La bolsa naranja
La bolsa naranja ha llegado a mi barrio. Un folleto municipal explicativo cita a los vecinos en una conocida esquina. Allí, unas señoritas muy amables explican, desde un pequeño tenderete (de color naranja, of course), la gran función ecológica de la bolsa naranja en la que hay que meter la basura bautizada como orgánica. Preparadas para la gran pregunta -¿qué es la basura orgánica?- las chicas dan una miniconferencia sobre lo diferente que es el papel, el cristal, una pila, una colilla o la monda de un tomate. Lo orgánico es la monda de tomate, todo el mundo lo entiende enseguida. Las espinas del pescado resultan muy polémicas.
Acto seguido, con estricta sobriedad, siguen dos frases escuetas y rotundas sobre las ventajas de aprovechar colectivamente la basura en general y la orgánica en particular: abonos y energía para Barcelona. Qué alegría. Parece que el futuro de todos depende de que las mondas de tomates estén correctamente empaquetadas en la bolsa naranja, que, para mayor comodidad, hay que depositar en la parte naranja del contenedor callejero de color gris. Un dibujo muestra el contenedor bicolor. No hay la menor duda.
A continuación las señoritas entregan gratis un paquete de bolsas naranja y un cubo de plástico para incitar la organización doméstica. Que el cubo sea pequeño es ventajoso: en pocas casas queda espacio para más clasificadores de basura. Con este ritual parece haber llegado a su fin el estilismo municipal del desperdicio que, según las señoritas mensajeras, convertirá Barcelona en otro ejemplo para el mundo. Nada que objetar a fines tan ejemplares. Los ciudadanos com cal hemos sido advertidos: no está bien dormirse sin haber clasificado -con precisión, nuestro tiempo no vale nada- cada día nuestras cinco clases de basuras. Lo contrario, quedamos avisados, es ser un mal ciudadano: una culpa vergonzante antiecológica y antibarcelonesa en la conciencia de cada cual.
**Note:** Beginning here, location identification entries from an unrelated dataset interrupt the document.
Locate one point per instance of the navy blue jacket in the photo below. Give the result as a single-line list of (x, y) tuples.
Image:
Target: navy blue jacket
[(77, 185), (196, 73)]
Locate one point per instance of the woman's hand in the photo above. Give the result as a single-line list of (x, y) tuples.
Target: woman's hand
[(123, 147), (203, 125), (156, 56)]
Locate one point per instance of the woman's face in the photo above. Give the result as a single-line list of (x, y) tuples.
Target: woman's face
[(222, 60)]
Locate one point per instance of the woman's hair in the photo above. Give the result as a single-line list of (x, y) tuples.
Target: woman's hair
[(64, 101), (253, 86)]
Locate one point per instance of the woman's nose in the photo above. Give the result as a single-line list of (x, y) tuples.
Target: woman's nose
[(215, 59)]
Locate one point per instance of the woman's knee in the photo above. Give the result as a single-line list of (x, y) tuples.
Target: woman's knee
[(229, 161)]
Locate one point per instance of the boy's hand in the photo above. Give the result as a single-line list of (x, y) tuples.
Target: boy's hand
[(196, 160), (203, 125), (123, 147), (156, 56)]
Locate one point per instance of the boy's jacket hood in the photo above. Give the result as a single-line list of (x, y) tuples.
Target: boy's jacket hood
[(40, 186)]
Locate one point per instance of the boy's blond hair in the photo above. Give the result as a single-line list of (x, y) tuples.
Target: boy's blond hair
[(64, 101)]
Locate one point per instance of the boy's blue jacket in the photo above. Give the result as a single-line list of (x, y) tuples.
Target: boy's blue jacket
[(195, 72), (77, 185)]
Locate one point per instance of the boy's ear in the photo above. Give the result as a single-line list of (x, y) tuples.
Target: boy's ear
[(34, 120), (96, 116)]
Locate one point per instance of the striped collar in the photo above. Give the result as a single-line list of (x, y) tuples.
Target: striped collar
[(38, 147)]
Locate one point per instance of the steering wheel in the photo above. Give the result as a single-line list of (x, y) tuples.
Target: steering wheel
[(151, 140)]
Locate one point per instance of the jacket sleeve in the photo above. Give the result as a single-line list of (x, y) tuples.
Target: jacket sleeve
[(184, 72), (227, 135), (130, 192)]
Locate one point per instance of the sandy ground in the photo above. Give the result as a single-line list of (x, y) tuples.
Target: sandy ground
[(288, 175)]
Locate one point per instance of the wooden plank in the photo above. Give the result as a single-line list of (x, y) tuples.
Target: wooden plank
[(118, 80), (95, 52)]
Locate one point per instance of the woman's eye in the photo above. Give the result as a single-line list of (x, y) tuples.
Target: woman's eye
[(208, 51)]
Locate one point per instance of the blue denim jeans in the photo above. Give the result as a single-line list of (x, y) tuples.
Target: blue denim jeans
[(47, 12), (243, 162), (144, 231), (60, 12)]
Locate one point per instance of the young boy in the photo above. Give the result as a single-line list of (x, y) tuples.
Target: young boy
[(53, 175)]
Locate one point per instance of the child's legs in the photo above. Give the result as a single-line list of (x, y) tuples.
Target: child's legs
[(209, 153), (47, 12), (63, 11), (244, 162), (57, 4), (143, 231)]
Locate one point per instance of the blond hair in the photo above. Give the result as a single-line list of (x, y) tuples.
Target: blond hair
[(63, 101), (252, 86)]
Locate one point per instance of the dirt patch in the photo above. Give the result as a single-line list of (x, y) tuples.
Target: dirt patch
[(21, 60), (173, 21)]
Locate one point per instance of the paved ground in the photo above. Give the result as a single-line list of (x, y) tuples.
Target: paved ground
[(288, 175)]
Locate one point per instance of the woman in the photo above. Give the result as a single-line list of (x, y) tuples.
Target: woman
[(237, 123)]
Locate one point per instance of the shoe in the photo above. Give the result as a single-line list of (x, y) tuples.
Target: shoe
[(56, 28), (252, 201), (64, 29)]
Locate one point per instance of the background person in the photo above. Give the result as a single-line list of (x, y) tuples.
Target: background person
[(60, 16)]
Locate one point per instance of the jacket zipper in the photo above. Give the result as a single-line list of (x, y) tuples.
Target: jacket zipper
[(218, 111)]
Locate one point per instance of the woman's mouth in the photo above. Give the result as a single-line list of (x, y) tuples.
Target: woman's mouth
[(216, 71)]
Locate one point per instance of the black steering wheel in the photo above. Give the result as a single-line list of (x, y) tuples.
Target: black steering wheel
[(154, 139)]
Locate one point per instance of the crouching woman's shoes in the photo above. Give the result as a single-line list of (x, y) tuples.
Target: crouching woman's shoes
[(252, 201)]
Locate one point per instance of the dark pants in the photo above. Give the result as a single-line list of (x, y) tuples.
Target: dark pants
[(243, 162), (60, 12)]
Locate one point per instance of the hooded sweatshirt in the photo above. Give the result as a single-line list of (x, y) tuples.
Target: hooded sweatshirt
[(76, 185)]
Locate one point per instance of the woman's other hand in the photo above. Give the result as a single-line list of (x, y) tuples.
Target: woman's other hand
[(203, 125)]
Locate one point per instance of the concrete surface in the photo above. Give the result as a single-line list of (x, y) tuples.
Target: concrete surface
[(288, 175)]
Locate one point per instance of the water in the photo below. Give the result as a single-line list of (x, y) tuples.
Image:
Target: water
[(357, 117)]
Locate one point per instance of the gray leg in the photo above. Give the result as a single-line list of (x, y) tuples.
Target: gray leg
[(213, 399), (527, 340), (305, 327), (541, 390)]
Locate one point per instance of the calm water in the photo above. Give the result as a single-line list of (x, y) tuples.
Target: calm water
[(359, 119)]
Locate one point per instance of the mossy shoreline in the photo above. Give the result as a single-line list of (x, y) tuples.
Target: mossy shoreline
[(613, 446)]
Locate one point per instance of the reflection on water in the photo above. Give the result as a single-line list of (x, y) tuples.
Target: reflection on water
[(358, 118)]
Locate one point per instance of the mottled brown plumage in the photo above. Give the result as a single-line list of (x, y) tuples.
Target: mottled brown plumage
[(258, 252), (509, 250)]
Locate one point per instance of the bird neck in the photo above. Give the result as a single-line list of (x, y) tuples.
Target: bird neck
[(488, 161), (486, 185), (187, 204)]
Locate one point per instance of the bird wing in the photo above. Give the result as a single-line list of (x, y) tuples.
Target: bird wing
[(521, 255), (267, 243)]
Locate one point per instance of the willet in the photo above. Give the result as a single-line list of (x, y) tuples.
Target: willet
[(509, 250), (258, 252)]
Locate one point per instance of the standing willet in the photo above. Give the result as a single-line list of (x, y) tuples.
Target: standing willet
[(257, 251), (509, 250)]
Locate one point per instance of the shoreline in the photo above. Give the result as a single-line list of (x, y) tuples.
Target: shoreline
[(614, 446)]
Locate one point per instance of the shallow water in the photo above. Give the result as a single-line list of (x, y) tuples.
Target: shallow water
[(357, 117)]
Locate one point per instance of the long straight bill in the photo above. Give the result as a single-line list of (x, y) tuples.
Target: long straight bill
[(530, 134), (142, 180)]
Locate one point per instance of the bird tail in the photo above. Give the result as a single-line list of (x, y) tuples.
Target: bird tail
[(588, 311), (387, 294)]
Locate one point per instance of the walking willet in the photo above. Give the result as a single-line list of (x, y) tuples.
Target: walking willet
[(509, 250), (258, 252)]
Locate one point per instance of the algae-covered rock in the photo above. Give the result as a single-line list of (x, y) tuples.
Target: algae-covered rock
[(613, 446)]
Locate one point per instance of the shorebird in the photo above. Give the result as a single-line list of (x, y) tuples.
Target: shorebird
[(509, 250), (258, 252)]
Aquí hilamos muy fino cuando se trata de vigilar el incivismo de las familias y un poco menos fino cuando la basura es radiactiva, directamente contaminante o responde a intereses económicos importantes como la de Flix o la de tantos otros paisajes catalanes. Todos lo saben. Al ciudadano se le conmina a una ejemplaridad que, cosas de la vida, no parece regir cuando se es capaz de destrozar contundentemente el hábitat. ¿Resultado? Estas paradojas sólo se digieren con frustración y con una sonrisa irónica e incrédula cuando se ve una virginal bolsa naranja.
Sería duro si resultara -como yo pude ver en Alemania, donde hace unos años se organizó un escándalo de cuidado- que llega el camión de la basura, mezcla en el mismo contenedor todos los desechos previamente separados y, con la mezcolanza, se acaba el maniático orden clasificatorio. Sobre esa garantía en la recogida nuestro querido Ayuntamiento -delegado por votos e impuestos- no explica nada cuando entrega la bolsa naranja. ¿Por qué no nos cuenta qué hacen los camiones y dónde va tanta voluntad ecológica? Es como si el trabajo municipal, ignorando nuestra noble y simpática condición de contribuyentes, se agotara en aleccionar y conminar a los ciudadanos señalándolos como culpables de dar tanto trabajo.
¿Está el Ayuntamiento enfadado con los ciudadanos? Nos mira como si fuéramos niños malos o inútiles seres a los que llevar de la manita por su incapacidad para entender lo elemental. El caso de la bolsa naranja es el último hito de un proceso inquietante, maduro: la desconfianza de la Administración hacia el ciudadano como generador de problemas, lo cual crea una paralela correspondencia. Mal asunto. Mala democracia cuando la Administración manda sin dar explicaciones y el ciudadano obedece sin exigirlas. ¿Quién recuerda la necesidad de disponer de servidores públicos y la grandeza de serlo? ¿Demasiado romántico? Una bolsa naranja no basta sin seguirle la pista hasta el fin. Nos lo deben.